Although some commentators see Hungary’s ruling nationalist-conservative Fidesz party as far-right, they are not in either far-right grouping.
Most far-right parties have traditionally sought to challenge the EU as a supranational force, and many still do.
But Ms Meloni’s party has left behind its “once vehement opposition to Brussels”, says Prof Leila Simona Talani of King’s College London. Her European Election manifesto says “we want Europe to be a political giant with a leading role internationally”.
Meanwhile, Austria’s Freedom Party (FPÖ) is fighting its election campaign on the slogan “Stop EU madness”, against a backdrop of Volodymyr Zelensky kissing the president of the European Commission and buzz phrases such as “asylum crisis”, “eco-communism” and “corona-chaos”.
Despite a succession of national scandals, FPÖ leader Herbert Kickl is leading the EU election polls and could win national elections in the autumn.
Eurosceptic rhetoric remains widespread on the far right, but there is less talk now of leaving the EU.
Geert Wilders’ Freedom Party did back a Dutch “Nexit” referendum to leave the EU but now says: “I see there’s no longer support for a Nexit in the Netherlands”.
The same goes for The Finns Party, which does not actively seek a Finnish exit, or “Fixit” from the EU any more: “It is not realistic that Finland would unilaterally leave the EU” in the near future, it says.
Sweden Democrats leader Jimmie Akesson has not dropped the idea completely, and wants to remove Sweden’s EU membership from its constitution.
Marine Le Pen has never been a fan of the EU either, but she no longer talks of leaving it.
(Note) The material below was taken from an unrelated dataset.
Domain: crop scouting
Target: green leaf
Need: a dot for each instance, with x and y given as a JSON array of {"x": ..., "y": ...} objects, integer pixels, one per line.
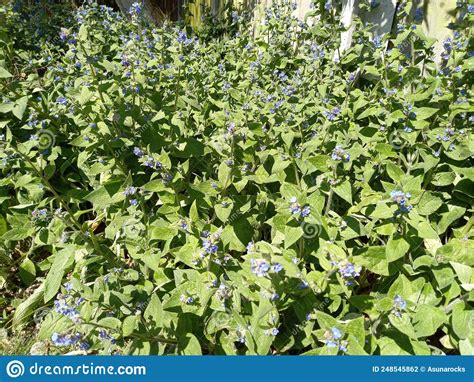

She has sought to accuse its officials of “promoting Islamism and wokeism” and of seeking to scrap Europe’s borders. Her party is now led by Jordan Bardella, who is number one on the EU election list. But a former boss of the EU’s Frontex border agency, Fabrice Leggeri, is at number three.
How this patchwork of nationalist politics plays out in the European Parliament after the votes on 6-9 June is hard to predict.
But the parties on the far right are far better organised than before, as the Madrid rally showed. Even Argentina’s President Javier Milei was there.
“It’s part of a long trajectory [for the far right] to form international ties and international networks,” says Matthias Dilling.
The question is whether they have the same ambition as Giorgia Meloni.
“I want to try something that’s not easy but fascinating, to repeat in Europe what we’ve achieved in Italy,” she told Italian TV.